Hansel and Gretel Are Dead.
Hansel and Gretel are dead. The nearby town is littered with posters, amassed in gutters and garbage cans, carefully taped in shop windows and tacked onto trees. A photo of the siblings smiles eerily beneath two words, written shakily in block letters: “missing children”.
The kids in the town, schoolmates of the late Hansel and Gretel, whisper on playgrounds and in classrooms in soft somber voices: “a witch took them” and “they got lost in the woods, following a trail of sweets” and “they’re trapped in a house made of candy”. The stories spread quickly, insidious.
Hansel and Gretel lay hand in hand, cold and beginning to rot, in the basement of a cottage deep in the forest. The cottage is not made of candy. The woman standing over them, her dress covered in smatterings of dark blood, is not a witch.

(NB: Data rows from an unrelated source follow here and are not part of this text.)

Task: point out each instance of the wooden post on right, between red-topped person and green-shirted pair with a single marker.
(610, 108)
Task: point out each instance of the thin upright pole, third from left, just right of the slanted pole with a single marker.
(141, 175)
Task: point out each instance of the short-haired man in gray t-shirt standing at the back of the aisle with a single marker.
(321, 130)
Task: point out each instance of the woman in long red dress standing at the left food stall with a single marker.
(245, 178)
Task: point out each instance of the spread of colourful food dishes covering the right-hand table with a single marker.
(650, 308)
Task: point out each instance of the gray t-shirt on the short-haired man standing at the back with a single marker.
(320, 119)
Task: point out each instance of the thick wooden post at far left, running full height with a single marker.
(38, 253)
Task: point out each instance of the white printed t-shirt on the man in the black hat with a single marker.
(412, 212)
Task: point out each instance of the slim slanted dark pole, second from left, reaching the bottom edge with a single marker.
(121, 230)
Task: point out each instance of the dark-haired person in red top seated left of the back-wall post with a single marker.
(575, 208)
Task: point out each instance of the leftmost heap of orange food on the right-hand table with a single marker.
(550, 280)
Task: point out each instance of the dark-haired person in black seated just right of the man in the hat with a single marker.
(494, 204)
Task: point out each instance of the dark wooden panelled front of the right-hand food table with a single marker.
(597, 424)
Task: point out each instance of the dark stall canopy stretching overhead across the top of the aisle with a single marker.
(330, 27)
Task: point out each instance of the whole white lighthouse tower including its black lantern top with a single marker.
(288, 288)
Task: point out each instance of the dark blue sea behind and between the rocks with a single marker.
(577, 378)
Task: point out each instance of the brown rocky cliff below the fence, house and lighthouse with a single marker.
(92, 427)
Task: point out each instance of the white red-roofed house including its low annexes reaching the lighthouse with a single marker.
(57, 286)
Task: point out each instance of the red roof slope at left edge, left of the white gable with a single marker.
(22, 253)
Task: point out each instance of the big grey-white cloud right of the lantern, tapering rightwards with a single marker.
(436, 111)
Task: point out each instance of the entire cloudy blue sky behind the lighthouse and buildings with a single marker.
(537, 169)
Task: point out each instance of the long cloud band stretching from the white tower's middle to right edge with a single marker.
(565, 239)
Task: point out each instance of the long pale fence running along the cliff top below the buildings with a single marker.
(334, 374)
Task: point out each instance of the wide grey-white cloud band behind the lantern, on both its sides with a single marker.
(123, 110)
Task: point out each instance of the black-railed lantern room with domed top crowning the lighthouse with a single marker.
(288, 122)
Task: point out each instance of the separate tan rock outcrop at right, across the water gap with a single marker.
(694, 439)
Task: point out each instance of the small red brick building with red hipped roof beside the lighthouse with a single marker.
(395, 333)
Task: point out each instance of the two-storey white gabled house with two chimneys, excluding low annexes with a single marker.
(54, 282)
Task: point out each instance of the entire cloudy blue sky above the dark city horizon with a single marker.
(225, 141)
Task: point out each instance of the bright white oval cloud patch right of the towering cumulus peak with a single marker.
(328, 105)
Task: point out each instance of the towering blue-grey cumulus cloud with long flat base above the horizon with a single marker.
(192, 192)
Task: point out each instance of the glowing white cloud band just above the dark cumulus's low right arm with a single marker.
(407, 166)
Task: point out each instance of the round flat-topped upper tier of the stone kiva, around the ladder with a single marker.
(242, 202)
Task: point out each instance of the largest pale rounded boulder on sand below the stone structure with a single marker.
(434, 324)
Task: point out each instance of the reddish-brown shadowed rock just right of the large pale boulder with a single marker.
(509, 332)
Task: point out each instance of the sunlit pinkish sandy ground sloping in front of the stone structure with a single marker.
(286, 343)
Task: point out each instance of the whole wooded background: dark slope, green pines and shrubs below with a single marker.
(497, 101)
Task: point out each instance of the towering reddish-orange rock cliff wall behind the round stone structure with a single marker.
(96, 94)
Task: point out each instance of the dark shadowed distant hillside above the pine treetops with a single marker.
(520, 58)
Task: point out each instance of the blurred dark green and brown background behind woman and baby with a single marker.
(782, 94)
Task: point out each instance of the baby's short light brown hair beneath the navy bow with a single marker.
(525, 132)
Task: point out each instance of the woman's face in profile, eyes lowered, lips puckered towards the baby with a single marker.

It is easier to make believe, to live in a fairytale. It’s easier for the weary police chief to sigh heavily and dismiss the children’s mother with “they’re just runaways. They’ll come back in a couple of days time. No need to make a fuss.” It is easier for her to go home, repeating those words to herself like a prayer as she lays quietly in bed, not sleeping, in a house unusually void of bickering and laughter, until the sun rises.
It is easier too for the woman who is not a witch, beads of sweat building on her forehead as she drags two small bodies towards a hot wood burning stove, to know that she will never be found out. The eventual police report will be put on a shelf reserved for the town’s many runaway children and never opened again, becoming colder as the years drag on. Hidden deep in the woods, her unassuming little cottage that is not made of candy will never be searched. The fire that reflects in her dark eyes will never give up so much as a shred of evidence.
And in the nearby town, Hansel and Gretel’s posters will soon fade and fall, to be replaced by new children’s photos. The other kids will make up silly rhymes and sing songs about a candy house and a wicked witch. Their parents will warn them to stay out of the woods. They will exist in the ignorant bliss of their fairytales, all while breathing in the sickly smell of smoke that drifts into town on a breeze from a chimney deep in the forest - all that remains of their lost children.